The influence of one's social environment on financial decisions is profound, pervasive, and almost entirely absent from the formal discourse of investment education. Textbooks on portfolio theory discuss expected returns, risk, and diversification. They do not discuss the powerful pull of watching a colleague describe his cryptocurrency gains at dinner, or the social discomfort of sitting out a bull market while one's peer group participates, or the implicit status dynamics that make investment decisions partly about signalling competence. These social dimensions are, for most individual investors, more consequential determinants of behaviour than any formal theory.

The mechanism is partly informational and partly social. When people one knows and respects are investing in a particular asset class, this constitutes genuine information—evidence that the opportunity has attracted at least some rational actors. In this sense, social observation is a legitimate input to investment decision-making. The problem is that it arrives chronologically late relative to the optimal entry point. By the time an investment opportunity has penetrated sufficiently into one's social network to generate dinner-party conversation, the early adopters have already established their positions at lower prices.

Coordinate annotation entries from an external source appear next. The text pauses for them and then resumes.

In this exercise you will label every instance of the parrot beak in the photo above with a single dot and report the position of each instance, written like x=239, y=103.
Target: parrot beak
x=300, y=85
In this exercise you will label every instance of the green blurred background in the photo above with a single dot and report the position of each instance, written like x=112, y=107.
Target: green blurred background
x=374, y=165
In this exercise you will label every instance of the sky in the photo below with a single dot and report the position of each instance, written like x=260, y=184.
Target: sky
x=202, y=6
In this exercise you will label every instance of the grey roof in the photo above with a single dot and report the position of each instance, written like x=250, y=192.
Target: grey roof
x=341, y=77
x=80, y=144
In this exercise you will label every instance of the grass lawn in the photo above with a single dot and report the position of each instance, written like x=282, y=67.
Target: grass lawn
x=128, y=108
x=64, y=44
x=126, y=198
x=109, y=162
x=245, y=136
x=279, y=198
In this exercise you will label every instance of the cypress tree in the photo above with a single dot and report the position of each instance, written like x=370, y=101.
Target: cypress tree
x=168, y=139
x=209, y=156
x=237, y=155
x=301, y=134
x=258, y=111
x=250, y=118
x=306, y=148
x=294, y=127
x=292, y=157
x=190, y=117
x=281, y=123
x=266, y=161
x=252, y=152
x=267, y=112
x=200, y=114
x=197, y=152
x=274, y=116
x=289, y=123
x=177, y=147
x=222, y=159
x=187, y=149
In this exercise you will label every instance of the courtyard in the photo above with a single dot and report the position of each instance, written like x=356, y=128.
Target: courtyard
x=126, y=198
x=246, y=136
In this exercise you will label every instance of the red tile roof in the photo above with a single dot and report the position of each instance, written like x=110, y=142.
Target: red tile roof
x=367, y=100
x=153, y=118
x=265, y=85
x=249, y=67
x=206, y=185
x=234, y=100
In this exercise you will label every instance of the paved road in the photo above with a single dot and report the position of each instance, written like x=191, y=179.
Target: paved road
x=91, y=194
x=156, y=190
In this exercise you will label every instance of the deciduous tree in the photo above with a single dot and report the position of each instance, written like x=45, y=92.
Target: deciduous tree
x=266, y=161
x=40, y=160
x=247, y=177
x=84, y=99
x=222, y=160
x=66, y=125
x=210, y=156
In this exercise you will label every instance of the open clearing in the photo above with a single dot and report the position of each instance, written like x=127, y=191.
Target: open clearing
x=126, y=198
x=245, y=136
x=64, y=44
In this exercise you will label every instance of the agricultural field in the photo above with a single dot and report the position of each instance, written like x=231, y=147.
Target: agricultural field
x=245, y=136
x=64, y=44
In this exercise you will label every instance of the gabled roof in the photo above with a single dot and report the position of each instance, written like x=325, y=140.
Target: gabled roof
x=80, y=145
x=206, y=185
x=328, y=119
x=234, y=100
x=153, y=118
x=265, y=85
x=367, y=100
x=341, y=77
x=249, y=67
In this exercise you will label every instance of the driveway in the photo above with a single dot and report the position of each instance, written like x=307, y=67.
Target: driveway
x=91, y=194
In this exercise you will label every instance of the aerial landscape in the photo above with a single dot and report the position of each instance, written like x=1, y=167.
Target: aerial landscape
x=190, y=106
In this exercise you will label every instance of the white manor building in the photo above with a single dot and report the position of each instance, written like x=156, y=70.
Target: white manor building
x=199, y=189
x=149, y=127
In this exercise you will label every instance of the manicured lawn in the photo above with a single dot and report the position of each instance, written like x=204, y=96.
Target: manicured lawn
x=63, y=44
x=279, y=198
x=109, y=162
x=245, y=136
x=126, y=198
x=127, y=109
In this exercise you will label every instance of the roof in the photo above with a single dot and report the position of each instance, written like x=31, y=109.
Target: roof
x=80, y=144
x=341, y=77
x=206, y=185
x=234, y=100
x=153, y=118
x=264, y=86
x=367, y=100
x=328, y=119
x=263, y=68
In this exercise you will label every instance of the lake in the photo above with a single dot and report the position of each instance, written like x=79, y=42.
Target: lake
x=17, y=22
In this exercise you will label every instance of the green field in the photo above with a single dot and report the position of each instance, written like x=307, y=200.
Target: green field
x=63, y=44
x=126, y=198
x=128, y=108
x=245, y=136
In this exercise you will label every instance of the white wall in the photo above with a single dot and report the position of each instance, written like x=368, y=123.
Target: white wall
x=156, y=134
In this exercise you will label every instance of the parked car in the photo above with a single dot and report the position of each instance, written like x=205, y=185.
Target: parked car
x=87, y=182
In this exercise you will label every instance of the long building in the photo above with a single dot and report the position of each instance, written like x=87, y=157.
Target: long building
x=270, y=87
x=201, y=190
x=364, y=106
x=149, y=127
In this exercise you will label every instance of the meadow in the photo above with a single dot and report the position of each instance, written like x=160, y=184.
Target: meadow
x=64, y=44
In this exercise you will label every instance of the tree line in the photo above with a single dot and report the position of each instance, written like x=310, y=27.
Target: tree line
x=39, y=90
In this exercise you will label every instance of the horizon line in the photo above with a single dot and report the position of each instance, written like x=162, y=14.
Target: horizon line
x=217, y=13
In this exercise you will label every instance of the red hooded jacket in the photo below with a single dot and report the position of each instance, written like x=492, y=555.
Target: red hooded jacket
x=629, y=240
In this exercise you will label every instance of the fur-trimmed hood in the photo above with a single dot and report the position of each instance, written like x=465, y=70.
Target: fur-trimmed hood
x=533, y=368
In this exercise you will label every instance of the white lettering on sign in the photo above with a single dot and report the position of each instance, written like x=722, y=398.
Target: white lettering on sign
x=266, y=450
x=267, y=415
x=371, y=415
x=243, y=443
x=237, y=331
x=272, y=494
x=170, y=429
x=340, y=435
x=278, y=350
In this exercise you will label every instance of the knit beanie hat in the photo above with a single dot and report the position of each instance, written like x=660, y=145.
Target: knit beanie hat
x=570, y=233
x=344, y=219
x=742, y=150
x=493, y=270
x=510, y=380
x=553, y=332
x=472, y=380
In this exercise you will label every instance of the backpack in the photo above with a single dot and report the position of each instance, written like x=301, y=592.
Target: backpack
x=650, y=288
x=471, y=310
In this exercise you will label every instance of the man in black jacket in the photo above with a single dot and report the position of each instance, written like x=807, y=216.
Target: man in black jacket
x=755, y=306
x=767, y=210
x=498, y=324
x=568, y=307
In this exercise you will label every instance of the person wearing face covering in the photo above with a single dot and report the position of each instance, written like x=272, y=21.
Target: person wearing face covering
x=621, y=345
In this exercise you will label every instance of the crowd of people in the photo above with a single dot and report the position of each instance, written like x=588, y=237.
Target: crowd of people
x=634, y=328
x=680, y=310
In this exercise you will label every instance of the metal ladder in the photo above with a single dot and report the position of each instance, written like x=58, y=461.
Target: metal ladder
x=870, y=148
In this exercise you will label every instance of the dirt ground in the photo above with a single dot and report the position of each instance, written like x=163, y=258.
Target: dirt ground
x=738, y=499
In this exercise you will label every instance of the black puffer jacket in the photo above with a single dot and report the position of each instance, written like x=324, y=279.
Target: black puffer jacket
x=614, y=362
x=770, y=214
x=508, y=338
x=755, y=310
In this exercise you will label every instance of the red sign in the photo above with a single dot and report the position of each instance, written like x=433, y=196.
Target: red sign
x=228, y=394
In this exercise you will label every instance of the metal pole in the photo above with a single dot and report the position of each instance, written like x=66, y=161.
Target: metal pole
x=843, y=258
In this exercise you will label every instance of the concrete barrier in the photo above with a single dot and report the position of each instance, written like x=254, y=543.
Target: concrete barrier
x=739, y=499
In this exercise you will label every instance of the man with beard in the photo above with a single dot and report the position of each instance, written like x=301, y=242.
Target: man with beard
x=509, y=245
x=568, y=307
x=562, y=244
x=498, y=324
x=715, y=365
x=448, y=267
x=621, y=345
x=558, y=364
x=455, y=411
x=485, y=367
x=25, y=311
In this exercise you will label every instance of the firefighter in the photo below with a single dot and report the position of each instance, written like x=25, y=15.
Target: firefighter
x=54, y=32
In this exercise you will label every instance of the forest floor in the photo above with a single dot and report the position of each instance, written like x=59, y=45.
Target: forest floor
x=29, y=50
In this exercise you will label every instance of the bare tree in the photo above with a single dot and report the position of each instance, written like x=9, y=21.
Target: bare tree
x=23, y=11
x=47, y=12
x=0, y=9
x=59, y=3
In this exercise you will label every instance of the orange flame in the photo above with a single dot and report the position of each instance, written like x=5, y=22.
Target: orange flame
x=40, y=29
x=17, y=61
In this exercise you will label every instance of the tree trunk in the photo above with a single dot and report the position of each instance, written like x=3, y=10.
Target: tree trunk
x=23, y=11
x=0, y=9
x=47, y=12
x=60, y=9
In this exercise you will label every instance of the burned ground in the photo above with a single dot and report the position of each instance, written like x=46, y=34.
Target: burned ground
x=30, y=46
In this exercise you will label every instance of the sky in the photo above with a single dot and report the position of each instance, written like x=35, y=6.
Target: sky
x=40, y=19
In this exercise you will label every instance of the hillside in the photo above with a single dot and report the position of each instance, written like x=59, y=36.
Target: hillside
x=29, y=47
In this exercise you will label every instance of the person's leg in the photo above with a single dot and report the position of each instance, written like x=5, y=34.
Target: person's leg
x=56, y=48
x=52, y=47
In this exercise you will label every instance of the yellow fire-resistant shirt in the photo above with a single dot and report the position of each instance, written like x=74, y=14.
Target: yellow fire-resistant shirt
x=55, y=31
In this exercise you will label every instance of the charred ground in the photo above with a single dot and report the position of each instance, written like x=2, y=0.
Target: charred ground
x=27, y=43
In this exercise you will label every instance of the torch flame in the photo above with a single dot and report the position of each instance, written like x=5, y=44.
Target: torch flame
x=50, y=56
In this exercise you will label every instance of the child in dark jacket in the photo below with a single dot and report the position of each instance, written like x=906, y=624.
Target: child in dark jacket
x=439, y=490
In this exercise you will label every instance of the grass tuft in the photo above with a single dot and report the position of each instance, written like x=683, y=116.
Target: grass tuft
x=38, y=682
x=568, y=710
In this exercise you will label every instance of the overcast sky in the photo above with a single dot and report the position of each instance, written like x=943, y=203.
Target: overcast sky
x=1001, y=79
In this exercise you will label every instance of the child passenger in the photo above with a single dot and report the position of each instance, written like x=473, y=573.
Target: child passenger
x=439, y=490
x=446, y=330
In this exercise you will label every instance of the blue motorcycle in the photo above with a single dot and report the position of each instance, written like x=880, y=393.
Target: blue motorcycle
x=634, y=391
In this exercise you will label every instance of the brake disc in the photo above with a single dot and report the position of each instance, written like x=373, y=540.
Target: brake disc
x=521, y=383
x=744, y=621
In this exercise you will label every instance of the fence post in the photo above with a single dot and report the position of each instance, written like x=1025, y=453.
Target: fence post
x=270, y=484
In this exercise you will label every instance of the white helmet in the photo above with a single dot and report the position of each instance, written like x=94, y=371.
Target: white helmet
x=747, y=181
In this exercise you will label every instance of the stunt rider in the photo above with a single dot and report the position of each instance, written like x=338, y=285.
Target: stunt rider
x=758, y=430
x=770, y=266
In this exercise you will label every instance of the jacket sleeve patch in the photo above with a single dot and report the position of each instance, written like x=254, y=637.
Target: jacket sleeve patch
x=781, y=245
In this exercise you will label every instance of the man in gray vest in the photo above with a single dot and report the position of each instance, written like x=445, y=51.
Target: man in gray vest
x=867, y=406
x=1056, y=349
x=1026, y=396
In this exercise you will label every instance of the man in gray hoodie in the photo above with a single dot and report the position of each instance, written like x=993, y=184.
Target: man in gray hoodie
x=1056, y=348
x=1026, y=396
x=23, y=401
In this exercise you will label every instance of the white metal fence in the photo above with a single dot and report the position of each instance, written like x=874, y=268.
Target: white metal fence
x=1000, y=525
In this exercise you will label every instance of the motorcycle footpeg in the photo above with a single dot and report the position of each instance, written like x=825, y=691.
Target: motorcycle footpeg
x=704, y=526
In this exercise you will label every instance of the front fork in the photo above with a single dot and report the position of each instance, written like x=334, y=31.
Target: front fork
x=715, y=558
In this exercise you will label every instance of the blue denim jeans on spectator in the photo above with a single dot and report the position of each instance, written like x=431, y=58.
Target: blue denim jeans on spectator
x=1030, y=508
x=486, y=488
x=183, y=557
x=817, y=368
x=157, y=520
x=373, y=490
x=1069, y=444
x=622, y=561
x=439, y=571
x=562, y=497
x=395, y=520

The failure to feel that one has enough—the persistent sense that one's financial position is inadequate relative to some benchmark—is one of the most powerful drivers of poor investment decisions. And the benchmark is rarely abstract. It is anchored in what one's peers appear to have, what returns they are reporting, what assets they are discussing with enthusiasm. The investor who might otherwise be content with a diversified, low-cost portfolio becomes dissatisfied with it when her peer group is posting about exponential gains from speculative assets. The compulsion to keep up generates risk-taking that her actual financial situation does not require.

There is a further dynamic that intensifies the problem. Investment gains in bull markets are heavily discussed and socially visible. Losses are not. The investor who hears about a friend's significant gain in a speculative asset does not typically also hear about the significant losses that friend subsequently experienced. Survivorship bias operates at the social level: the stories that circulate are the success stories, because failure is embarrassing and success is worth sharing. The resulting social information environment dramatically overstates the typical outcome of speculative investment.

The practical implication is that investment decisions should be insulated from social influence to the maximum degree that circumstances allow. This does not mean ignoring all social information. It means establishing an investment policy that specifies what one owns and why, and that does not include "because people I know are making money on this" as a valid reason.

The investor who can articulate a specific, evidence-based reason for each position in her portfolio—one that does not reduce to social observation—is in a fundamentally different position than one who has assembled a portfolio based on what her social environment has validated.